Why I Wrote Thinking Security

24 November 2015

I have a new book out, Thinking Security: Stopping Next Year's Hackers. There are lots of security books out there today; why did I think another was needed?

Two wellsprings nourished my muse. (The desire for that sort of poetic imagery was not among them.) The first was a deep-rooted dissatisfaction with common security advice. This common "wisdom"—I use the word advisedly—often seemed to be outdated. Yes, it was the distillation of years of conventional wisdom, but that was precisely the problem: the world has changed; the advice hasn't.

Consider, for example, passwords (and that specifically was the other source of my discomfort).
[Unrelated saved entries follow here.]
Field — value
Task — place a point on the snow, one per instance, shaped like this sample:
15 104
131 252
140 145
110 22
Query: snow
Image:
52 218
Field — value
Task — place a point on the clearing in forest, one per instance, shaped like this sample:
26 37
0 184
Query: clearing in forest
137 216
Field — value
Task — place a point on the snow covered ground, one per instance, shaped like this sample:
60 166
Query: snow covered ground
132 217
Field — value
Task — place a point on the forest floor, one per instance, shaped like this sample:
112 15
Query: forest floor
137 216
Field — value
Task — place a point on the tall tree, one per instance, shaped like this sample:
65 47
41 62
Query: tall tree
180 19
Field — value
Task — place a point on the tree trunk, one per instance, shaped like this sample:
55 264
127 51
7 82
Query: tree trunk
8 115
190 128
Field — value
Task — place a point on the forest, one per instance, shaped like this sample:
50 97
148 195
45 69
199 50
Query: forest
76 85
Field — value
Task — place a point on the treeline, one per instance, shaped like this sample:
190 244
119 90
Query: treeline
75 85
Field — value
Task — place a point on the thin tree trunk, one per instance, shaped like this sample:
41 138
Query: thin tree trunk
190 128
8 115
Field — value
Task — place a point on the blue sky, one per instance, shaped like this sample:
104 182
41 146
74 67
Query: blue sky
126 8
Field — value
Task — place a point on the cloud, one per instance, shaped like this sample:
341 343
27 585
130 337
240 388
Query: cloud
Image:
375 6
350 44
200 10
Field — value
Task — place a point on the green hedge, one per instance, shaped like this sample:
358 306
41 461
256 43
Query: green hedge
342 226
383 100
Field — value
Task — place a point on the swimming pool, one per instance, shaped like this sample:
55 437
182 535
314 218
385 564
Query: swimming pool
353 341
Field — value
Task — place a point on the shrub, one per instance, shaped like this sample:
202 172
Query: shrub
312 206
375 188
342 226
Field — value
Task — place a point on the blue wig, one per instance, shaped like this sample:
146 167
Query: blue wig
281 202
We all know what to do: pick strong passwords, don't reuse them, don't write them down, etc. That all seems like very sound advice—but it comes from a 1979 paper by Morris and Thompson. The world was very different then. Many people were still using hard-copy, electromechanical terminals, people had very few logins, and neither defenders nor attackers had much in the way of computational power. None of that is true today. Maybe the advice was still sound, or maybe it wasn't, but very few people seemed to be questioning it. In fact, the requirement was embedded in very static checklists that sites were expected to follow.
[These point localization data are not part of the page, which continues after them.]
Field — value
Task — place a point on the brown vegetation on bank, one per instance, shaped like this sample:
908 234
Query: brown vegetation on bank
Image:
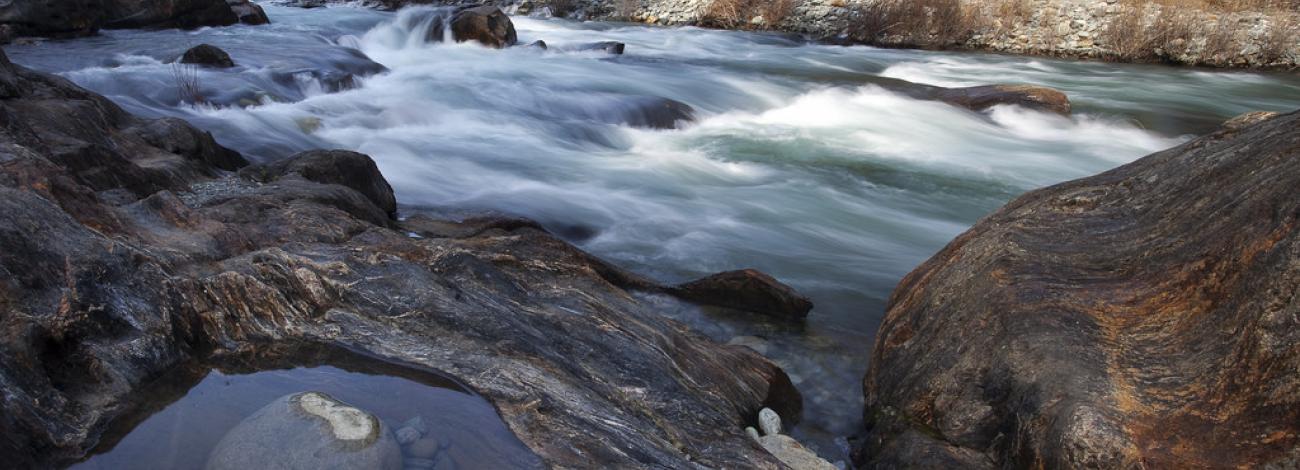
739 14
1177 31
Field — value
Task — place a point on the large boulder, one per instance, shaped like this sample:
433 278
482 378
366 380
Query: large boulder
484 24
1145 317
746 290
308 430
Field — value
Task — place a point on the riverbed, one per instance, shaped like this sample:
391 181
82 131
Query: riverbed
796 164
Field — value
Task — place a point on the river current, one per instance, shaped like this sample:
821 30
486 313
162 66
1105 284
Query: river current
797 162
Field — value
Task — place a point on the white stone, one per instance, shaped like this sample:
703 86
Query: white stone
347 422
794 455
768 421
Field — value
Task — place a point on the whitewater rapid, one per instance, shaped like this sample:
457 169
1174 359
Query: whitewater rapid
797 164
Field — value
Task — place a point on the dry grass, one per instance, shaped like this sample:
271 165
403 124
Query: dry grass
186 78
1279 42
736 14
914 22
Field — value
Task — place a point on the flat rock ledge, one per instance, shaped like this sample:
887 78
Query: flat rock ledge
130 247
1145 317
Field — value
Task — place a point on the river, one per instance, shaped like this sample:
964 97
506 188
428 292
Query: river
797 162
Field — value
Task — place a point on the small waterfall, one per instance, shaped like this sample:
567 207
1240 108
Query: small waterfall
412 27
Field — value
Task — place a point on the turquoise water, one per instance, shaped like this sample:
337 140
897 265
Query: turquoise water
797 164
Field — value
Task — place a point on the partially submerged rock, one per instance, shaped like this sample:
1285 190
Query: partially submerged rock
484 24
122 260
207 55
658 113
785 448
793 453
86 17
1247 120
746 290
343 168
1144 317
1022 95
308 430
605 46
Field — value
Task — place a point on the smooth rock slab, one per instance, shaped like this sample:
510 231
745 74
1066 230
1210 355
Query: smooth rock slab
308 430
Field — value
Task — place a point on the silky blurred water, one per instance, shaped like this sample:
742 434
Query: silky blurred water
797 165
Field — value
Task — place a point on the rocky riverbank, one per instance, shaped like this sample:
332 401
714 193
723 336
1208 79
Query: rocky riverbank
131 247
66 18
1079 29
1145 317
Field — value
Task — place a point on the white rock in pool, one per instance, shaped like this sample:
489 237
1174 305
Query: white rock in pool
794 455
308 430
770 422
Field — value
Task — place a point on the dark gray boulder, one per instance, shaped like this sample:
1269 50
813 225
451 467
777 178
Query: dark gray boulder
484 24
342 168
86 17
105 288
746 290
207 55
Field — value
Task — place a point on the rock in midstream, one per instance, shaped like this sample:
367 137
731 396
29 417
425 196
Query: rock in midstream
130 248
1144 317
86 17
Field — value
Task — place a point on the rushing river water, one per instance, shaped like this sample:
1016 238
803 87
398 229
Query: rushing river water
797 165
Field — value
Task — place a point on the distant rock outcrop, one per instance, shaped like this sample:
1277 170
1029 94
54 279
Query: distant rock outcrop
128 248
1145 317
308 430
85 17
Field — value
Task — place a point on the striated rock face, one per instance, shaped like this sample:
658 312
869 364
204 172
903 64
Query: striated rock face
85 17
125 251
207 55
1145 317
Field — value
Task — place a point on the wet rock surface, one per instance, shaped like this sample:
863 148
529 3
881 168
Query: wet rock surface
1144 317
207 55
1021 95
307 430
129 248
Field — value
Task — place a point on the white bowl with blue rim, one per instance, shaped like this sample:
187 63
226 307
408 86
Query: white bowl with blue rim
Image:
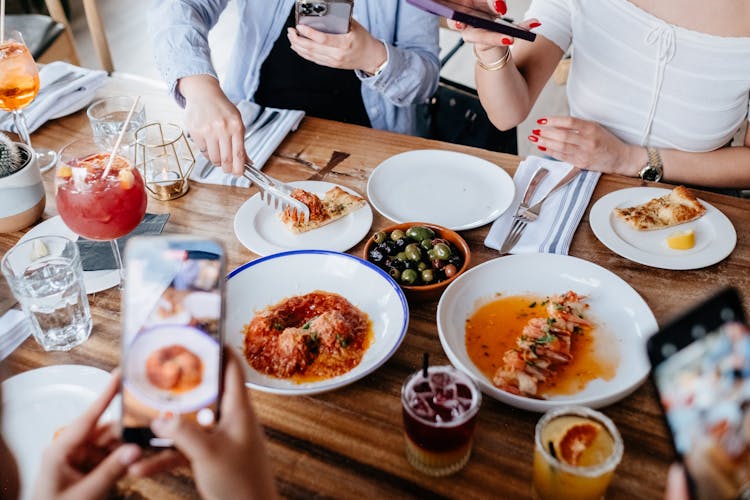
266 281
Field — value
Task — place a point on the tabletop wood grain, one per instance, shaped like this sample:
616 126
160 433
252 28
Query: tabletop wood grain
348 443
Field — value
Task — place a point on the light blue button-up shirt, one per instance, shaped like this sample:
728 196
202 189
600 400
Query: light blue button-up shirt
179 33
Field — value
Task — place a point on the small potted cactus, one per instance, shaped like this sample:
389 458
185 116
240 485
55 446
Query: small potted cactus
22 196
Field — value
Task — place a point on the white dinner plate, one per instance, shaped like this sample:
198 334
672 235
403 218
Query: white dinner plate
160 336
38 403
94 281
615 307
260 230
266 281
447 188
715 236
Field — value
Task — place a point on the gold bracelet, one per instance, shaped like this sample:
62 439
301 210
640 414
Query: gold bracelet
494 66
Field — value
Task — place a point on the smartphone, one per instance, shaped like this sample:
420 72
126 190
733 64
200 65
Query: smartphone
701 371
173 331
473 17
328 16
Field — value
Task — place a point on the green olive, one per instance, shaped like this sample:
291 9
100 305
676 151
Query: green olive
413 252
380 237
442 251
395 273
419 233
450 270
409 276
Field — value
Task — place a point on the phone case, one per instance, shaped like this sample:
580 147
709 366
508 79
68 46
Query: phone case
472 17
328 16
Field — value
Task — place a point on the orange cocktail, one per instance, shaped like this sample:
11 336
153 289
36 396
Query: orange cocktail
19 78
575 454
96 206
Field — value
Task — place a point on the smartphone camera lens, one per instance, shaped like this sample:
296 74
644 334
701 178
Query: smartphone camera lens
320 9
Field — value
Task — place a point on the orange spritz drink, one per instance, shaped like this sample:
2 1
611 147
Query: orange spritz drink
19 78
575 454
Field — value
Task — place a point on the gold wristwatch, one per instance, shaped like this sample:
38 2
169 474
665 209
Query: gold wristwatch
654 169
Suppose that passwords are in fact terminally insecure. What the alternative? The usual answer is some form of two-factor authentication. Is that secure? Or is two-factor authentication subject to its own problems? If it's secure today, will it remain secure tomorrow? Computer technology is an extremely dynamic field; not only does the technology change, the applications and the threats change as well. Let's put it like this—why should you expect the answers to any of these questions to remain the same?

The only solution, I concluded, was to go back to first principles. What were the fundamental assumptions behind security? It turns out that for passwords, the main reason you need strong passwords is if a site's password database is compromised. In other words, a guessed password is the second failure; if the first could be avoided, the second isn't an issue. But if a site can't protect a password file, can it protect some other sort of authentication database? That doesn't seem likely. What does that mean for the security of other forms of authentication?

Threats also change. 21 years ago, when Bill Cheswick and I wrote Firewalls and Internet Security, no one was sending phishing emails to collect bank account passwords. Of course, there were no online banks then (there was barely a Web), but that's precisely the point. I eventually concluded that threats could be mapped along two axes, how skilled the attacker was and how much your site was being targeted:

Your defenses have to vary. Enterprise-scale firewalls are useful against unskilled joy hackers, they're only a speed bump to intelligence agencies, and targeted attacks are often launched by insiders who are, by definition, on the inside. Special-purpose internal firewalls, though, can be very useful.

All of this and more went into Thinking Security. It's an advanced book, not a collection of checklists. I do give some advice based on today's technologies and threats, but I show what assumptions that advice is based on, and what sorts of changes would lead it to change. I assume you already know what an encryption algorithm is, so I concentrate on what encryption is and isn't good for. The main focus is how to think about the problem. I'm morally certain that right now, someone in Silicon Valley or Tel Aviv or Hyderabad or Beijing or Accra or somewhere is devising something that 10 years from now, we'll find indispensable, but will have as profound an effect on security as today's smartphones have had. (By the way—the iPhone is only about 8 years old, but few people in high-tech can imagine life without it or an Android phone. What's next?) How will we cope?

That's why I wrote this new book. Threats aren't static, so our defenses and our thought processes can't be, either.